We walked across the road and went into the graveyard through the simple wooden gate that stood ajar. An elderly villager was cutting grass with a scythe around the farthest, oldest tombstones. He almost looked like those drawings of Father Time. Evidently, recognizing us, he snatched off his cap and stopped to stare.
“I vow, ’tis the good duchess, one they used to call the angel,” he said.
“It is indeed,” Ivor said, “just come to pay respects.”r />
I would have talked to the man and asked his name, but he scurried out. I felt bad about that, but I appreciated his thoughtfulness. How long ago it seemed that I had visited the poor and ill roundabout Blenheim and had spent hours with dear, blind Mrs. Prattley.
The 9th Duke of Marlborough’s grave was not grand or great, so I was surprised at that. The stone was fine, though, cleanly incised. Green turf covered it like a blanket. He had been gone six years already, I realized, as I read the dates. Perhaps I should have come sooner.

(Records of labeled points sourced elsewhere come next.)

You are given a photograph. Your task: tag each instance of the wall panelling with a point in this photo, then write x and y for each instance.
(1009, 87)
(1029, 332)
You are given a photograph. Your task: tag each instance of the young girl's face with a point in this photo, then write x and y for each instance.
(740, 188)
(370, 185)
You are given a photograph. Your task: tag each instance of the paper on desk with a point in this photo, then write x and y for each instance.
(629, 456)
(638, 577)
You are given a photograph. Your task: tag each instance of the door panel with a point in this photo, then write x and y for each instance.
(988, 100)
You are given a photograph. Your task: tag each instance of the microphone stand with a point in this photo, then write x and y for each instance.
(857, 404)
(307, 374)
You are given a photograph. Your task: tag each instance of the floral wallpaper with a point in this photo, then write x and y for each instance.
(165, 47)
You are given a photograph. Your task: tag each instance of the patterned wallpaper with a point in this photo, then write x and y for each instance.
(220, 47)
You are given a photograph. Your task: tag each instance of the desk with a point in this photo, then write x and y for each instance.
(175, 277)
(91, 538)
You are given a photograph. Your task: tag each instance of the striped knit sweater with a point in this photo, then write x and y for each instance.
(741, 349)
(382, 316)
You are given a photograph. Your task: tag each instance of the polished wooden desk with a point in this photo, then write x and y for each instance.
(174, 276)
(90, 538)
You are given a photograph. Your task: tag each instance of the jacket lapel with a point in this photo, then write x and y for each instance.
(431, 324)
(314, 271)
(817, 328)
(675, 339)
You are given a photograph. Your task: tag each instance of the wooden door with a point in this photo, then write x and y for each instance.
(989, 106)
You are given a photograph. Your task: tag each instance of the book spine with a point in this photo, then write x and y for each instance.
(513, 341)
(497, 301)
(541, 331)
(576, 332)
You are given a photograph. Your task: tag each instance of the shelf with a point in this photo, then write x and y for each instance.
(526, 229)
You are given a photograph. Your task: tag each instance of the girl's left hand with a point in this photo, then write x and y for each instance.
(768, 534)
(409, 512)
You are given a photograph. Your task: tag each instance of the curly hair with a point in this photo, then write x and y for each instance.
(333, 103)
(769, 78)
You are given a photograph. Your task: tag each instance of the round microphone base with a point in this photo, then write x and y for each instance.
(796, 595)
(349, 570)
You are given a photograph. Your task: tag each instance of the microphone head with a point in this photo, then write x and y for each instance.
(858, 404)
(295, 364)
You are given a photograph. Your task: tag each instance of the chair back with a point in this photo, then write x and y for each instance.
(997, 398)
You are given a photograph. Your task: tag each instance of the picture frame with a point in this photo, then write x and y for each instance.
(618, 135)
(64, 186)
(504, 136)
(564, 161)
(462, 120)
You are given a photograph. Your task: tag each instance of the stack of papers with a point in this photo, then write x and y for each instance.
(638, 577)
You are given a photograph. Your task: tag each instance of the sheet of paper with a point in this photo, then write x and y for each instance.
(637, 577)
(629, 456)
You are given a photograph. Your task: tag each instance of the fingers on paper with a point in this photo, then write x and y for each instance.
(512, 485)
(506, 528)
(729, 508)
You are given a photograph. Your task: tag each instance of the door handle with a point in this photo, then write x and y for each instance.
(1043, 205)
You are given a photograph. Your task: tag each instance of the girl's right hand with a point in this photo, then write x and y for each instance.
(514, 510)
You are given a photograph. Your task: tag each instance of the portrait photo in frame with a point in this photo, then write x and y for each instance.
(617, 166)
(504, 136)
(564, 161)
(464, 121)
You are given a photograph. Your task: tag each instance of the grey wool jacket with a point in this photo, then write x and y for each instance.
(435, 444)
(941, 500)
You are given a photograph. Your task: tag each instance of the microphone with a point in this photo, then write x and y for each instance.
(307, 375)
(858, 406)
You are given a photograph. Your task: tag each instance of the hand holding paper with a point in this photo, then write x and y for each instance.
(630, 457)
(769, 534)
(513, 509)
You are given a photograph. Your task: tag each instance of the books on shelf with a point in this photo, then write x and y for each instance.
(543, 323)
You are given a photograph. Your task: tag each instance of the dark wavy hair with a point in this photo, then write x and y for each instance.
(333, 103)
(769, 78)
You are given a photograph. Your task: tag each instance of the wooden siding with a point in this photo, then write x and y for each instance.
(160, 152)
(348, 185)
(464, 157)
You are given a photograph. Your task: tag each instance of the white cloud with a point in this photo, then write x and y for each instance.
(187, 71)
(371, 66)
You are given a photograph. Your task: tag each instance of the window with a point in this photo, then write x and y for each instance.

As if Ivor had read my mind, he said, “If I lie here someday, come and visit. Sit down and stay a while with me.”
“Pray God, if you lie here someday, I will be long gone for I wish a full life for you, my dearest. And you must not be so melancholy,” I said, squeezing his arm to my rib cage. “You have a long life ahead, and I hope you will find a wife and have a family of your own, for that is something that really matters as well as your pursuit of and love of art. But you know, it is so peaceful and beautiful here . . .”
He bent to kiss my cheek. “Let’s go back,” he said. “I am grateful, though I do not live at Blenheim, that you are willing to come back. Come on, then, for this is Sarah’s special day, and you are special to her—and to me.”
We went out the gate to the road. At least a dozen people stood there with more hurrying up. A woman I did not recognize called out, “So glad you come out of the big house to see us like you done years ago. I was Lizzie Millbank then, Your Grace . . .”
Others called out their names or greetings, calling me duchess or Your Grace. Several said something about my being the good duchess. I shook everyone’s hands. Of all the accolades and honors I had been given lately, including the Legion of Honour award in Paris for starting my children’s hospital and helping with one in Paris, this moved me deeply. So why did I see doom on the horizon and still fear what was coming next?